Symantec Corp., the maker of computer anti-virus products, agreed Monday to buy Altiris Inc. for about $1.03 billion to gain programs that track corporate software use.
Altiris products help clients track, install and maintain their software on desktops, laptops, servers and hand-held devices. Symantec Chief Executive John Thompson is expanding the company's product line after reporting slowing sales of storage software sold to large customers last quarter.
"It's a far less-mature market and thus offers much more potential for growth," Morgan Keegan analyst Brian Freed said. "They're making their offering broader."

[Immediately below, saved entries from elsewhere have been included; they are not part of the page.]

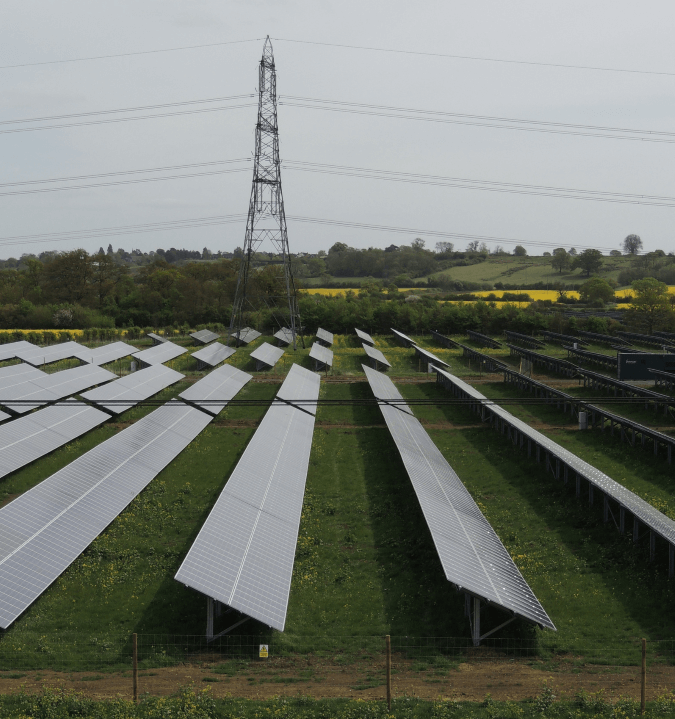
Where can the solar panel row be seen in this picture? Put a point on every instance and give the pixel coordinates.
(45, 529)
(35, 435)
(244, 553)
(159, 354)
(213, 355)
(133, 388)
(627, 500)
(472, 556)
(212, 393)
(43, 388)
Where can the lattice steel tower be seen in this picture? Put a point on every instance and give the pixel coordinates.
(259, 284)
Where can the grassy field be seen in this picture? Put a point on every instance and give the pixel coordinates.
(365, 562)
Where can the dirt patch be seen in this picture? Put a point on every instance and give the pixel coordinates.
(469, 681)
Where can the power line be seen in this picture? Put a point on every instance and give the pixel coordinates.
(553, 128)
(129, 54)
(126, 119)
(226, 219)
(123, 172)
(478, 58)
(487, 185)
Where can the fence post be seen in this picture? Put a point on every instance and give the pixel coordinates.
(134, 642)
(388, 640)
(643, 690)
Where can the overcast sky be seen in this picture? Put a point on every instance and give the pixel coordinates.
(616, 34)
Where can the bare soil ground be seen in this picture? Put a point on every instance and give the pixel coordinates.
(324, 678)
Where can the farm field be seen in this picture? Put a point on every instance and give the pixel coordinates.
(365, 563)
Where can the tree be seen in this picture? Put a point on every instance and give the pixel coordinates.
(590, 261)
(650, 307)
(632, 244)
(444, 248)
(596, 289)
(561, 260)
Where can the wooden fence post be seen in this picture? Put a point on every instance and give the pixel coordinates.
(388, 641)
(643, 689)
(134, 641)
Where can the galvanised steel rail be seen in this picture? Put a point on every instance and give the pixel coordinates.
(604, 339)
(560, 339)
(649, 340)
(595, 380)
(629, 430)
(483, 340)
(609, 361)
(445, 341)
(524, 340)
(663, 379)
(553, 364)
(564, 464)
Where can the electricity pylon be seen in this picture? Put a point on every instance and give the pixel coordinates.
(266, 282)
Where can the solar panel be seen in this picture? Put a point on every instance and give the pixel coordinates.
(244, 553)
(133, 388)
(324, 336)
(266, 355)
(300, 384)
(212, 393)
(376, 355)
(11, 349)
(45, 529)
(645, 512)
(284, 335)
(321, 355)
(429, 356)
(44, 355)
(405, 340)
(471, 553)
(213, 355)
(159, 353)
(204, 336)
(53, 387)
(35, 435)
(246, 335)
(364, 337)
(106, 353)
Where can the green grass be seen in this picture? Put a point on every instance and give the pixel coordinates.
(365, 562)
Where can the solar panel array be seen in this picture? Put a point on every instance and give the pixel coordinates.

Altiris shareholders will receive $33 a share in cash, Cupertino, Calif.-based Symantec said. That's 22% more than Altiris' closing price of $27.14 on Friday. The purchase price includes about $200 million Altiris has on hand in cash and short-term investments.
This is Symantec's eighth acquisition since the 2005 purchase of storage-software maker Veritas Software Corp. for $10.2 billion. Thompson, 57, has been working to diversify beyond the slowing anti-virus market as he fends off competition from Microsoft Corp.
Shares of Symantec fell 25 cents to $17.52. Altiris shares jumped $5.41, or 20%, to $32.55.
"Altiris gives us a company with $200-plus million in cash flow that's growing two and a half to three times faster than our core business," Thompson said.
Symantec last week said net income rose 25% to $113.7 million, or 12 cents a share, missing its original forecast, after sales of storage software slowed. It was the second straight quarter Symantec missed its sales forecast.